Si "Breaking the waves" est peut être le film le plus déterminant de la filmographie de Lars Von Trier, il constitue sans aucun doute son oeuvre la plus puissante. Après sa glaciale "trilogie de l'Europe" (véritable œuvre expérimentale constituée des objets abstraits que sont"The element of crime", "Epidemic" et "Europa"), où l'esthétique incroyablement travaillée et l’étanchéité à tout sentiment étaient le reflet d'une volonté bien pensée, et mise en oeuvre au millimètre près, le cinéaste se livre à une expérience bien plus viscérale (qui préfigure d'ores et déjà le Dogme 95, dont le grandiose "Les idiots" marquera l'aboutissement 2 ans plus tard), poursuivant ainsi le voie montrée par son formidable "Riget" ; ce qui est d'ailleurs en totale adéquation avec le thème du film. C'est l'amour inconditionnel, le don de soi : l'occasion pour Von Trier de chercher l'émotion pure, de bouleverser les codes du drame classique (l'histoire d'amour qui vire à la tragédie) en faisant cohabiter avec une force sans égale la pureté et le sordide.
Il s'agit donc incontestablement du plus grand tournant dans la filmographie du réalisateur danois. "Breaking the waves" annonce effectivement les fondements du fameux Dogme 95 ; si toutes les règles ne sont pas encore établies (par exemple au niveau de la temporalité : l'intrigue se déroule dans les années 70, alors que le Dogme stipulera qu'elle doit avoir lieu à la même époque que celle du tournage du film), le style "caméra au poing" et l'éclairage non spécialement travaillé apparaissent déjà et renvoient à certains objectifs du futur mouvement. Von Trier cherche bien cette fois-ci à coller à ses personnages ; non pas dans un élan de compassion pour eux, mais d'une façon plus authentique, plus brute, plus intime. Et le moins que l'on puisse dire, c'est que toute les émotions s'en
retrouvent décuplée ; la passion, la sensualité, l'amour sauvage au début, le déchirement de la séparation, la cruauté ... c'est une expérience émotionnelle absolument unique qui désoriente et
bouleverse sans jamais jouer la carte de "l'illusionniste" : Von Trier montre, il ne cache, n'exagère ni n'aseptise rien. Tout le film se déroule sur un même niveau ; constamment sur la même esthétique
(à la fois belle et sale), sur un rythme régulier (le film est découpé en sept chapitres et un épilogue de durées plus ou moins équivalentes) et se reposant du début à la fin sur le jeu d'acteurs. Et quel
jeu ... tous les acteurs sont d'une véracité exceptionnelle. Emily Watson n'était pas encore actrice professionnelle à cette époque (choix qui témoigne encore une fois de la volonté de Von Trier de filmer le
"vrai") ; et pourtant, dans un rôle d'une difficulté extrême, elle livre une prestation d'une intensité presque irraisonnée, transcendée, provoquant un sentiment mêlé de pitié, d'incompréhension et d'admiration
jusqu'alors inconnu au spectateur. Une interprétation totalement à l'image du film en somme.

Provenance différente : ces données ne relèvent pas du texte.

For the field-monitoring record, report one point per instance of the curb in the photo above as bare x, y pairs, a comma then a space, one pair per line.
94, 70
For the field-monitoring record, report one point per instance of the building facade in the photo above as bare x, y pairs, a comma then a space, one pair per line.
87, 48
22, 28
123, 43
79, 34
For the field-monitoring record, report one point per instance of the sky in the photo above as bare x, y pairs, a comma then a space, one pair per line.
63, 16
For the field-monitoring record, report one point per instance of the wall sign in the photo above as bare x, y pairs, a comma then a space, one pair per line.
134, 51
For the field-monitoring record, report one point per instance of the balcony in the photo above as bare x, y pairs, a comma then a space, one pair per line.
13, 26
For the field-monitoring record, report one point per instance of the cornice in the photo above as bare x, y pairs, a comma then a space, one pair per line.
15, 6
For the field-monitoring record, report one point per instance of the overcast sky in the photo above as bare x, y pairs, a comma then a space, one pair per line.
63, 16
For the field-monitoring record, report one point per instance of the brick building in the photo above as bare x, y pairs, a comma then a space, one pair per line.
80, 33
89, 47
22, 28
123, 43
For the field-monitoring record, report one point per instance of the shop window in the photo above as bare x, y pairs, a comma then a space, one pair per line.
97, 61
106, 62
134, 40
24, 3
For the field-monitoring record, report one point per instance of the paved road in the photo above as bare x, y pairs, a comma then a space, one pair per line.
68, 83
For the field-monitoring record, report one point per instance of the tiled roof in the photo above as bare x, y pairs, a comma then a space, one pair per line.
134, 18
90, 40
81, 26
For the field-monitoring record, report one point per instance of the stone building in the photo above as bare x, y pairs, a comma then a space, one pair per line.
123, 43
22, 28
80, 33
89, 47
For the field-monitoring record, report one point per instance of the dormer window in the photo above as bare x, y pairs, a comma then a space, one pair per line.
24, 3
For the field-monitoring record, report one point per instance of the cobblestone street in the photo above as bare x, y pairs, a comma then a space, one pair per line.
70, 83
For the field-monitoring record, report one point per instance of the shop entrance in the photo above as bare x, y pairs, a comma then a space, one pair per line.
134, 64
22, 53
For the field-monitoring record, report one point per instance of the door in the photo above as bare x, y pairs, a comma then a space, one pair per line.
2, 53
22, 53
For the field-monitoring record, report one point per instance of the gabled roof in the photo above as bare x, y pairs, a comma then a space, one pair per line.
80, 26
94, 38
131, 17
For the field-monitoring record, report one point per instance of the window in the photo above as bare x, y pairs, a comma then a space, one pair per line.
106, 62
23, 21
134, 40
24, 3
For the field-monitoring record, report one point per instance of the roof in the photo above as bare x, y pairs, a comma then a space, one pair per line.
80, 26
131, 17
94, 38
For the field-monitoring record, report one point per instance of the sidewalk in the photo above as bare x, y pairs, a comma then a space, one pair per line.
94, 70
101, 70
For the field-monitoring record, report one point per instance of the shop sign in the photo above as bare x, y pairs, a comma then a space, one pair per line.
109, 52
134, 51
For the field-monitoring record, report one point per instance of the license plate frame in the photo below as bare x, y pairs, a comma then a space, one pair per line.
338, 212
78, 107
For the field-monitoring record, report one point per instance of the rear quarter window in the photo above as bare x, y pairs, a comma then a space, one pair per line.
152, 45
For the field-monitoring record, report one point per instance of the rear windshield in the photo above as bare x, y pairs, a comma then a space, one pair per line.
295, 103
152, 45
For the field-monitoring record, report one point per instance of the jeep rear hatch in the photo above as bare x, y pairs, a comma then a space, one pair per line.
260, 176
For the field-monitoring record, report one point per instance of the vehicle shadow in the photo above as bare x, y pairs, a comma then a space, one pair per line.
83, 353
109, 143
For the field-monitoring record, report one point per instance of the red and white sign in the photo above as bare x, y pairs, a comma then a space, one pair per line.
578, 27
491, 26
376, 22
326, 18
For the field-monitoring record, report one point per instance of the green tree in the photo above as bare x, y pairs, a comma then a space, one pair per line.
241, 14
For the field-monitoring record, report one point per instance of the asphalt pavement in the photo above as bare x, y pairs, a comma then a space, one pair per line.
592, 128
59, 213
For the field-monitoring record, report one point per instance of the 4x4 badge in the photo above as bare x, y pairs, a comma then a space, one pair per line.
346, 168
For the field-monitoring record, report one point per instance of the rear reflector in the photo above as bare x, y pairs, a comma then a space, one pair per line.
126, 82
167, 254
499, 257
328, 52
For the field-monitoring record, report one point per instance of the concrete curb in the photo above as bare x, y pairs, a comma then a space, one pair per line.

Mais là où "Breaking the waves" est peut être le plus perturbant, c'est dans la dimension où il réinvente le christianisme. Il en met dos-à-dos deux visions :
celle de l'église de la petite commune où se déroule le film, froide et conservatrice ; et celle de Bess. C'est-à-dire celle qui est proche de Dieu ("Le royaume de Dieu est en chacun de nous" ; c'est ce à
quoi l'on pense lorsque Bess se lance dans ses "conversations schizophrènes" avec Lui) et qui privilégie l'amour jusque dans ses proportions les plus extrêmes. Pour l'amour, Bess se donne entièrement, devient une martyre, et gagne une véritable dimension messianique. Le plan final est sans doute l'un des plus grandioses du film : les cloches célestes témoignent du miracle. Le sacrifice est accompli, et l'amour devient la religion absolue.
Si l’œuvre constitue bien un virage catégorique dans la filmographie de Lars Von Trier, elle est encore plus que cela : vectrice d'une émotion encore inconnue, sur laquelle il semble impossible de mettre de mots pour la définir avec exactitude (peut être qu'il faudrait en inventer un pour cela), elle dérange, éblouit, révèle. Mais ce qui marque également, c'est l'absence de dimension morale : le spectateur n'est pas poussé à opter pour un certain jugement à l'encontre des personnages. Qu'il approuve Bess ou non, son impression se fait à partir de ce qu'on lui a montré de la façon la plus directe qui soit. Il se passe de l'intellect, il est le fruit de ses sentiments. Von Trier a trouvé l'émotion pure.